Suite à la révélation de son renvoi devant le tribunal correctionnel pour des faits de corruption, Rachida Dati a violemment critiqué les magistrats, qu’elle accuse de porter atteinte aux droits de la défense. Selon elle, ces juges ne respectent pas les règles fondamentales qui protègent les personnes mises en cause, estimant que leur conduite est préjudiciable à une procédure équilibrée.
Mercredi, Transparency International France, organisation non gouvernementale spécialisée dans la lutte contre la corruption, a déclaré sur 42mag.fr qu’il était « inadmissible de critiquer des juges indépendants dans un État de droit ». Cette réaction fait suite aux accusations de Rachida Dati, qui avait vivement attaqué certains magistrats, les accusant de porter atteinte aux droits de la défense. La veille, des juges d’instruction avaient ordonné de poursuivre en justice l’actuelle ministre de la Culture pour des faits de « corruption » et de « trafic d’influence » liés à l’affaire Carlos Ghosn.
Kévin Gernier, en charge du plaidoyer au sein de l’ONG, a estimé que les déclarations de Rachida Dati « alimentent une méfiance croissante parmi la population. Elles attisent les tensions. » Il a également exprimé sa déception face à la position du président Emmanuel Macron, qui, selon lui, « a nettement abaissé ses exigences éthiques depuis 2017 ». À cette époque, « il proclamait que tout membre du gouvernement mis en examen devait démissionner.

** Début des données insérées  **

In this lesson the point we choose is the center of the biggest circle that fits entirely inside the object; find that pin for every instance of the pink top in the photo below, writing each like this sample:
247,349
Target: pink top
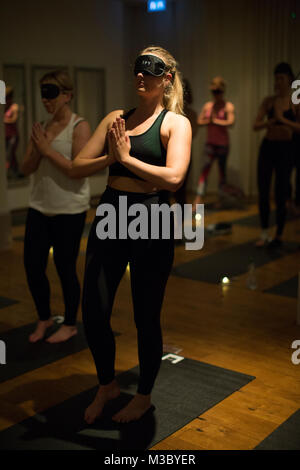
217,135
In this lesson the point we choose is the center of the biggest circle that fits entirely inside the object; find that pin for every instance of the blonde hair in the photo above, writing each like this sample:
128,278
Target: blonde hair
61,77
173,95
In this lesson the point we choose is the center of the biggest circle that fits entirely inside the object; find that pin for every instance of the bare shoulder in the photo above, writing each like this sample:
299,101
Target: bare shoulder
174,119
229,106
174,123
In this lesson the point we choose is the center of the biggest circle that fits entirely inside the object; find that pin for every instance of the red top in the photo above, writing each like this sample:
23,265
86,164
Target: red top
217,135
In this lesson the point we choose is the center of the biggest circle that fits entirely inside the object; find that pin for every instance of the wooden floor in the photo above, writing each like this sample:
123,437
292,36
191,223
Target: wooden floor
233,327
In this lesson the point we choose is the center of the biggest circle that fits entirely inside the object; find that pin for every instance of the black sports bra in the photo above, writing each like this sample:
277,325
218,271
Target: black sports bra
146,147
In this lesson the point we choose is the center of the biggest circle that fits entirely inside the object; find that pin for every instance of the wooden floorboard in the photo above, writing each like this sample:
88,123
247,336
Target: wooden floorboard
232,327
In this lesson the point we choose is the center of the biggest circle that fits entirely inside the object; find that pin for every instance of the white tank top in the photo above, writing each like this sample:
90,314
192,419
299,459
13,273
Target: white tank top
53,192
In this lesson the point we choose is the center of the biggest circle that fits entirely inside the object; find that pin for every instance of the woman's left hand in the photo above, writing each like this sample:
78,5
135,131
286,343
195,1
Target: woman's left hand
119,140
40,139
278,114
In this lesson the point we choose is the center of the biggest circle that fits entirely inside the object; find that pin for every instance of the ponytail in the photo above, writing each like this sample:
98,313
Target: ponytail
173,95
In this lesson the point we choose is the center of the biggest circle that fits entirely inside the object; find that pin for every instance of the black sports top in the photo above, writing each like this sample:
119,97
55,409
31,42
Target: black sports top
146,147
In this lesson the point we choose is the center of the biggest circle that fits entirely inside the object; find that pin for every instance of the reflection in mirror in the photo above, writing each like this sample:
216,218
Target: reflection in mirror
15,122
39,112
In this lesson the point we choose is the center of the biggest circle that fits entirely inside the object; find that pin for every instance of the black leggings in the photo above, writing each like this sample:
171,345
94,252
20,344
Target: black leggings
150,266
277,156
63,232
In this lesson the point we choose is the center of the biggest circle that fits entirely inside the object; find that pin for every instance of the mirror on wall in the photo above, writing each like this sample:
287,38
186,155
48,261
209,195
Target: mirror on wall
39,112
90,94
15,122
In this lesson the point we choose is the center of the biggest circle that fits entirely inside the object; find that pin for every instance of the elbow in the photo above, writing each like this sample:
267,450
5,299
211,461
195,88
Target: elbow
175,184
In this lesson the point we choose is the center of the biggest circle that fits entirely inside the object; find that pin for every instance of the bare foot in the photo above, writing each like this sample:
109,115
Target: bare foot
63,334
104,394
135,409
40,330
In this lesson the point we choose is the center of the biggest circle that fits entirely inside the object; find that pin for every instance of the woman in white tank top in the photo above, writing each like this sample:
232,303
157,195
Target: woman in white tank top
57,206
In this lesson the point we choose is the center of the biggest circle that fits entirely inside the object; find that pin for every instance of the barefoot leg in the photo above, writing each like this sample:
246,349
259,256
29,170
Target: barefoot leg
40,330
64,333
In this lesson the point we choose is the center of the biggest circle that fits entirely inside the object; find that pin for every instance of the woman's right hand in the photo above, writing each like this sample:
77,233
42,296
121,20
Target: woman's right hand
111,154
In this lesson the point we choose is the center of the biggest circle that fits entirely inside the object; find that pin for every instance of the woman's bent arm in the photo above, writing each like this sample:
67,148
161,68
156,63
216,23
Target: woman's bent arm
171,176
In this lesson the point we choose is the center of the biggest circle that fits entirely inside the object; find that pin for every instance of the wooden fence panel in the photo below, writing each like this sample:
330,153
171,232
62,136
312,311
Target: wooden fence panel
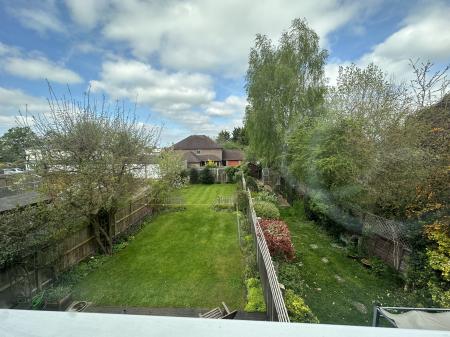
275,306
71,250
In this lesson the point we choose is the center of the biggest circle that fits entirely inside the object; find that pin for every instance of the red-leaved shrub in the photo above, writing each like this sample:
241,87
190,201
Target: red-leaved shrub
278,238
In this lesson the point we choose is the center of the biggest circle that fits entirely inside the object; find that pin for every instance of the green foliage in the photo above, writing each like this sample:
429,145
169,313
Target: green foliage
255,298
206,176
242,200
266,210
14,143
38,301
29,230
171,168
220,205
298,310
332,289
231,171
252,184
223,137
378,266
239,136
90,157
334,157
54,294
204,240
193,176
266,196
285,86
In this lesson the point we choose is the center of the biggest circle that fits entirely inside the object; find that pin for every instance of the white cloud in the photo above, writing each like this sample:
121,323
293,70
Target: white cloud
40,16
86,13
423,34
184,98
34,67
232,105
163,91
205,35
17,105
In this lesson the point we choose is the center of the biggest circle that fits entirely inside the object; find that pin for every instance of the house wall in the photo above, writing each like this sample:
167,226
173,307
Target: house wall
233,162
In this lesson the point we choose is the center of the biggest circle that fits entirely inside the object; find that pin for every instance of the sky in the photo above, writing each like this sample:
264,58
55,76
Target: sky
183,63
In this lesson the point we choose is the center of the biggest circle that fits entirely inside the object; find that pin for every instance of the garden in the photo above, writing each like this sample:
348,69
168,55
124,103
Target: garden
185,257
323,283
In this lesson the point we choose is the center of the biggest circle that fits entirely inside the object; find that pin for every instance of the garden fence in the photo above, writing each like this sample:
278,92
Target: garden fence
273,296
21,282
382,237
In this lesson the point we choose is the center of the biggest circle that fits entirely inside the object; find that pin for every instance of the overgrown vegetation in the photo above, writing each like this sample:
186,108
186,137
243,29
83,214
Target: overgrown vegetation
266,210
255,298
278,239
366,144
338,289
89,157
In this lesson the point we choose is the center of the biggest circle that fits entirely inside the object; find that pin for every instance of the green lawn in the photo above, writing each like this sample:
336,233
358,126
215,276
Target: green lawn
339,290
188,258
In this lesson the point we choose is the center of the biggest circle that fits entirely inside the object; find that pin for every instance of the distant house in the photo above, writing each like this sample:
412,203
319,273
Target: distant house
197,150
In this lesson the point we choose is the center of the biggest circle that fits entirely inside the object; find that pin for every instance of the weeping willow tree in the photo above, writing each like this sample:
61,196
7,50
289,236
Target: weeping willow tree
285,87
87,156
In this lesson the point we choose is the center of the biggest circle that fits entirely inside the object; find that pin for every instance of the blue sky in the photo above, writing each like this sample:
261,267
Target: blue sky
184,62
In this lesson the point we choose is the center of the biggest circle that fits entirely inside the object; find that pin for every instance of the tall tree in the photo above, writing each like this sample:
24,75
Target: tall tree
223,136
239,136
285,86
14,143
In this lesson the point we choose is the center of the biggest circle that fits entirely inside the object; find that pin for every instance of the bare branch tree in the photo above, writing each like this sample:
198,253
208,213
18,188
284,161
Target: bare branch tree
428,87
88,155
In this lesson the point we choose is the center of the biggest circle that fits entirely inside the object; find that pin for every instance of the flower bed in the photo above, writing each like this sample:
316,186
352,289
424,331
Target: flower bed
278,238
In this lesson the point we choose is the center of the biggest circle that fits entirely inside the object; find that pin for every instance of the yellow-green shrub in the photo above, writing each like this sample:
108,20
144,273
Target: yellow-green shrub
298,310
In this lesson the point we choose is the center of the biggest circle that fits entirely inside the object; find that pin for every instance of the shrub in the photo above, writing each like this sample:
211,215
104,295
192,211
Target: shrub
242,200
290,275
193,176
220,205
255,298
298,310
266,210
252,184
266,196
231,171
57,293
278,238
206,176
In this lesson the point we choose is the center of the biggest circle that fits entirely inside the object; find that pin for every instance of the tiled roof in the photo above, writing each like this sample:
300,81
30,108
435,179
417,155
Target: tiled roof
206,157
232,155
191,157
196,142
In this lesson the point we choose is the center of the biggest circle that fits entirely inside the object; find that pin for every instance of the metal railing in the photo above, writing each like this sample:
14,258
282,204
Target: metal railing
275,307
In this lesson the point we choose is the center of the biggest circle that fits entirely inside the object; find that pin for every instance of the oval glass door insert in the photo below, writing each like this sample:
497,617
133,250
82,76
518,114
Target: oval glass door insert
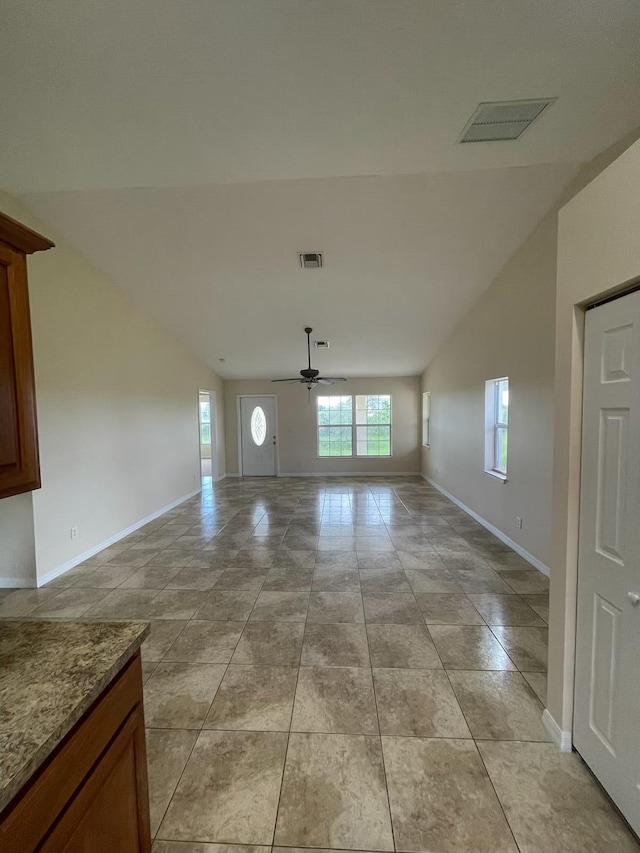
258,426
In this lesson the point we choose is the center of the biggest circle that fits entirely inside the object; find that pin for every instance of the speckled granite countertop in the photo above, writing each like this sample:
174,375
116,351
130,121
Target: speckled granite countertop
50,674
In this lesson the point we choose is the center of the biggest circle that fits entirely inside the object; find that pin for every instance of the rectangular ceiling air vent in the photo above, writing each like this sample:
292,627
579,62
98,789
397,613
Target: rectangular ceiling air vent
310,260
503,120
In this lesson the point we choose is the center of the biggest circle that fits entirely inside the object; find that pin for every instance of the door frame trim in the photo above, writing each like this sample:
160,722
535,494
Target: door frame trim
239,429
571,555
213,402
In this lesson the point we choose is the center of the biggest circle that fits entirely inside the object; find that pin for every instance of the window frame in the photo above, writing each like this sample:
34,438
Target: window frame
354,428
495,428
319,426
426,419
205,422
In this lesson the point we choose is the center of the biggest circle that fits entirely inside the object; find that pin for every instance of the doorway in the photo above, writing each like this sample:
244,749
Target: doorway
208,436
607,676
258,443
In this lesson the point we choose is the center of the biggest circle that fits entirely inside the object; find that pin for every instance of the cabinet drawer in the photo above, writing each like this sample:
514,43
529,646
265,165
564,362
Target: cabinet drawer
40,804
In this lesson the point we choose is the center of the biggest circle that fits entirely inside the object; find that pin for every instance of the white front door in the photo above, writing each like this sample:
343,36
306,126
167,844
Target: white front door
258,436
607,685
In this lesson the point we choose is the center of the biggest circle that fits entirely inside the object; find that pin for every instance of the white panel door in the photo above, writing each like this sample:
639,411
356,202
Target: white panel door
258,436
607,686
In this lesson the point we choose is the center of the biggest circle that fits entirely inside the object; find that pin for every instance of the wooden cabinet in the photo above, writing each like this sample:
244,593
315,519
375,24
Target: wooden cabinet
92,796
19,465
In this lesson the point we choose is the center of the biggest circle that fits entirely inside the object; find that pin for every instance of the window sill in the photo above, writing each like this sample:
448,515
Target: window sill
497,475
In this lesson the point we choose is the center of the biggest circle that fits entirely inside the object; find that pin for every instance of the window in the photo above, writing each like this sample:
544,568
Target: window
335,426
373,424
363,422
205,422
426,419
258,426
496,426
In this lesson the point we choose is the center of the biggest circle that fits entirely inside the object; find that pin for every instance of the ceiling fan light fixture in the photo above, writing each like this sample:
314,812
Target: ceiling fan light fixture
309,377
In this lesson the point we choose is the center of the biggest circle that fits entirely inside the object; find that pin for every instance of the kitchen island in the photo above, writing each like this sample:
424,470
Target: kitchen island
73,774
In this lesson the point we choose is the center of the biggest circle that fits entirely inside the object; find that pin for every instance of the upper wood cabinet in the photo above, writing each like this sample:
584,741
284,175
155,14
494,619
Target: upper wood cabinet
19,463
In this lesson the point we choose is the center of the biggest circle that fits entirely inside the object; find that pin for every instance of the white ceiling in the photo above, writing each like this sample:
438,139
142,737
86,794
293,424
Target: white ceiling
185,133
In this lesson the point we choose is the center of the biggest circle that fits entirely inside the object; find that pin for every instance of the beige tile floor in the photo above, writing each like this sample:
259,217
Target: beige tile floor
332,664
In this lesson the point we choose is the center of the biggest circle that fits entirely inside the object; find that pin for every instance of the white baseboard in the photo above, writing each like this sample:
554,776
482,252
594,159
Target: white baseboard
350,474
535,562
14,583
561,738
75,561
284,474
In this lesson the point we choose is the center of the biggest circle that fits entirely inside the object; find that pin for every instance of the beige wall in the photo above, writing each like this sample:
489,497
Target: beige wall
297,426
510,331
117,407
598,254
17,543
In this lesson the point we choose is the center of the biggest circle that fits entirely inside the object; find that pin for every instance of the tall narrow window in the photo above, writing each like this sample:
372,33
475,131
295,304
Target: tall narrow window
205,421
373,424
426,419
496,426
335,426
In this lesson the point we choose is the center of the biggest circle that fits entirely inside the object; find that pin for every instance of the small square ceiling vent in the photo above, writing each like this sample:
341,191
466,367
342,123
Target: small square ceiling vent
502,121
310,260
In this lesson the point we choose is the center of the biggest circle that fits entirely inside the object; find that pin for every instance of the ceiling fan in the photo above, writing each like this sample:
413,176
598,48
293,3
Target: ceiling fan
309,376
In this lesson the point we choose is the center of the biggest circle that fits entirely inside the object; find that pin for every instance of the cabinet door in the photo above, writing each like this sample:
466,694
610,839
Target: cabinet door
19,465
110,812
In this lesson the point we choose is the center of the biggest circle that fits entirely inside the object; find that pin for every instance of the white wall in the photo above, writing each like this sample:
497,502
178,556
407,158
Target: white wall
17,543
598,255
117,405
297,425
510,331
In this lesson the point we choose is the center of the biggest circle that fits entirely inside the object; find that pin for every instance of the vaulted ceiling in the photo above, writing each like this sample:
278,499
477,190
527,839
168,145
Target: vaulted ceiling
211,140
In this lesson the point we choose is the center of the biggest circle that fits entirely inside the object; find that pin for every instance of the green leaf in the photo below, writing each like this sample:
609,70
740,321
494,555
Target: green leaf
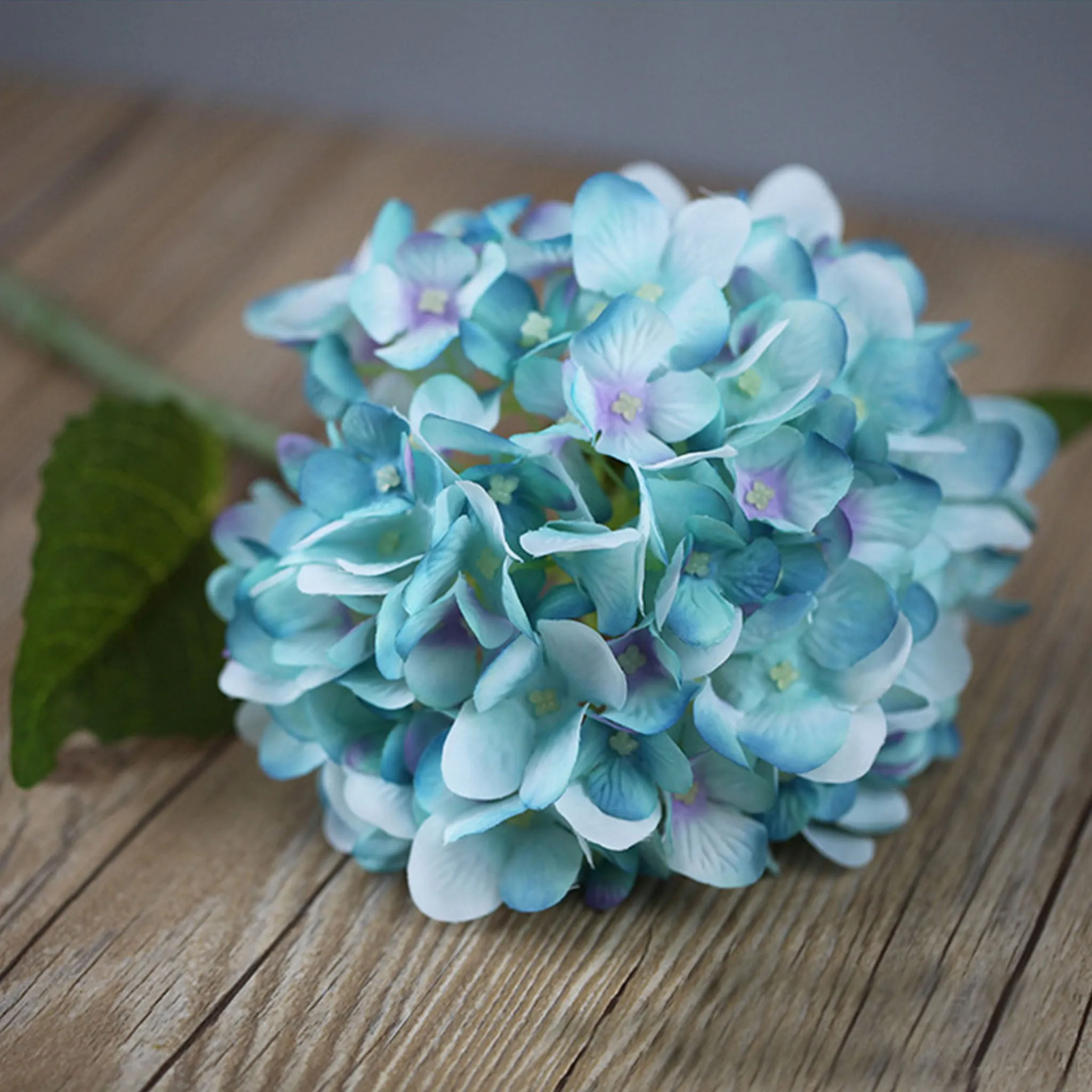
1071,410
118,639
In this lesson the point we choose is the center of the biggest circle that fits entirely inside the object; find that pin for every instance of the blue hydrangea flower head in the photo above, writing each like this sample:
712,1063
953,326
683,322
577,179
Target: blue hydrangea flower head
655,547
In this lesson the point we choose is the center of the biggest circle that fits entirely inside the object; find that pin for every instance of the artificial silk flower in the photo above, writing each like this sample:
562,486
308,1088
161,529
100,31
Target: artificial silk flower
657,549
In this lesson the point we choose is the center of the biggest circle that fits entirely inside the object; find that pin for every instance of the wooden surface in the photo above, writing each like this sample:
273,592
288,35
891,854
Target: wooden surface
171,919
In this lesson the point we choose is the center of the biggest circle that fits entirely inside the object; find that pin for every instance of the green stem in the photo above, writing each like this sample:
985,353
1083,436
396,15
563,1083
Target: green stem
52,328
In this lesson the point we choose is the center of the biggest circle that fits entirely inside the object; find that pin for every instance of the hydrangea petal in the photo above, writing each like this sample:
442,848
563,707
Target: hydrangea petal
380,803
542,869
486,753
620,231
599,828
839,846
716,845
855,757
803,200
456,881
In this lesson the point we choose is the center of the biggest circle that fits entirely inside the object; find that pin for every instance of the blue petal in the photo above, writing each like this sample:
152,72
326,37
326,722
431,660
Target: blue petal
392,228
625,343
620,788
380,303
771,262
331,364
1039,435
700,317
552,762
795,731
420,348
620,231
485,754
282,756
987,463
803,201
700,615
541,870
855,615
902,383
435,260
513,664
303,312
717,846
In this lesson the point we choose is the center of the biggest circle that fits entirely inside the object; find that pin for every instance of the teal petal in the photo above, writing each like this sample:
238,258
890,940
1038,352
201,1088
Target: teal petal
542,869
486,753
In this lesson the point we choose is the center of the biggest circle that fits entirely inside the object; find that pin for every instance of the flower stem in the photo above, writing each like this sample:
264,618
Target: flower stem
51,327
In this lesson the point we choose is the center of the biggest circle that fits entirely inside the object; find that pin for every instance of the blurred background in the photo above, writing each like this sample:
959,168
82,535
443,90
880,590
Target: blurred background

Cette règle ne s’applique plus, la doctrine a évolué ».
Si le cas de Rachida Dati est particulièrement évoqué – elle est mise en cause pour recel d’abus de pouvoir et d’abus de confiance, ainsi que pour corruption et trafic d’influence passifs en sa qualité de membre du Parlement européen –, Transparency International France en profite pour pointer du doigt l’ensemble du système.
« Cette affaire reflète un problème plus vaste, essentiellement politique, sur lequel nous tirons la sonnette d’alarme depuis de longues années sans grand écho. »
Kévin Gernier, responsable de plaidoyer chez Transparency Internationalsur 42mag.fr
Ce problème, selon Kévin Gernier, concerne « les activités professionnelles secondaires exercées par certains parlementaires français ou européens ». Il révèle qu’« environ un tiers des eurodéputés à Bruxelles cumulent leur mandat avec une autre activité rémunérée ». Cette situation « engendre potentiellement des conflits d’intérêts » qui demeurent souvent « non encadrés », d’autant plus que « certaines de ces activités sont liées à des lobbys ».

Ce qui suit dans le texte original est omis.